If discussions with North American producers failed, the announcement follows the B.C. union's first-ever strike vote, where members voted 922.2 percent in favor of striking on local US film and television sets.
The British Columbia corporation has to wait 72 hours following the strike notice to begin labor action, unless any production that is not covered by a safe harbor agreement is subjected to picket lines. It's understood that most productions currently shooting in the United Kingdom have signed safe harbor agreements and, with caution, will be protected from any potential labor action.
While discussions on a new labor agreement with North American producers continue, no new safe harbor agreements can be signed before a formal strike notice is issued. From April 26.
According to the union, any production that cannot be covered by a safe harbor agreement might be subjected to labor action, unlike productions with existing safe harbor agreements.
The DGC B.C. said it had requested a meeting with producers to resolve key issues. The parties discussed the matter on April 25, but the DGC stated that no progress was made in completing a new agreement.
We had a conversation with negotiations producers on Wednesday. Due to our overwhelming support for a strike mandate, we had anticipated them to address the issues that are vital to our members. They did not, says Allan Harmon, the district council chairman at DGC B.C. in a statement.
"To their dissatisfaction to respond to these issues has left us with no other choice than to issue a strike notice," said the president.

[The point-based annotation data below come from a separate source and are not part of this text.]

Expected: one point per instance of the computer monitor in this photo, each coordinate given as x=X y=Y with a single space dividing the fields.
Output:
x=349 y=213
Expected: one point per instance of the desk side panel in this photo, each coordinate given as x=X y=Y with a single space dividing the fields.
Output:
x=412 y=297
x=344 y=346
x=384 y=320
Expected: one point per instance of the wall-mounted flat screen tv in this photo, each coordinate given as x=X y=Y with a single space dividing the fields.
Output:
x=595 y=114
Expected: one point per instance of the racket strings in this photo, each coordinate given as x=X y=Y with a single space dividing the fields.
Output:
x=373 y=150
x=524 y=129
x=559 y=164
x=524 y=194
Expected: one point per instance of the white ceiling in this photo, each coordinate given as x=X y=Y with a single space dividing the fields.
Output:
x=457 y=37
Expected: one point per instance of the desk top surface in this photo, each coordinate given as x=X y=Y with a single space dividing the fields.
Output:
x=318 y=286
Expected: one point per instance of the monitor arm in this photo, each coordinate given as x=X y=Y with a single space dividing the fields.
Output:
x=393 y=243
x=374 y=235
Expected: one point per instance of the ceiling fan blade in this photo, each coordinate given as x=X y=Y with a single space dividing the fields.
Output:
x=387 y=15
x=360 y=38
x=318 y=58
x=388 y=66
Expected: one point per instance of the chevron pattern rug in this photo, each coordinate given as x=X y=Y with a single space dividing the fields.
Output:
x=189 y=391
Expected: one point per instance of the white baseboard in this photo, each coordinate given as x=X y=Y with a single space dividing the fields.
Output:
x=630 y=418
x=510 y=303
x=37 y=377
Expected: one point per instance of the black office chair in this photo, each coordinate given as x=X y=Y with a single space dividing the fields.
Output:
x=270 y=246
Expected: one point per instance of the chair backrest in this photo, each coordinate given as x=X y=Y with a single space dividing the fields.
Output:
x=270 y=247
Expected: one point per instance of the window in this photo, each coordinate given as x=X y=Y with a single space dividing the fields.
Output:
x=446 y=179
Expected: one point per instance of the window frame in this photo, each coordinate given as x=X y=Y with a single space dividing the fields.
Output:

The current collective agreement has expired on March 31, 2021, although production has remained constant throughout the day.
After the DGC's British Columbia branch held the strike authorization vote, North American producers may steer away from Vancouver.
Producers are likely to see the formal strike notice as a way to strengthen the union's position as it negotiates a new collective agreement for directors, second unit directors, production and unit managers, and other below-the-line workers on US studio and streamer films in the Vancouver area.
The current discussions on minimum wage payments continue for the DGC. B.C., particularly for those in lower-paid positions, payment terms for COVID testing, receiving wage increases retroactive to the expiry of the last labor agreement, and North American producers, which are demanding further concessions from the union.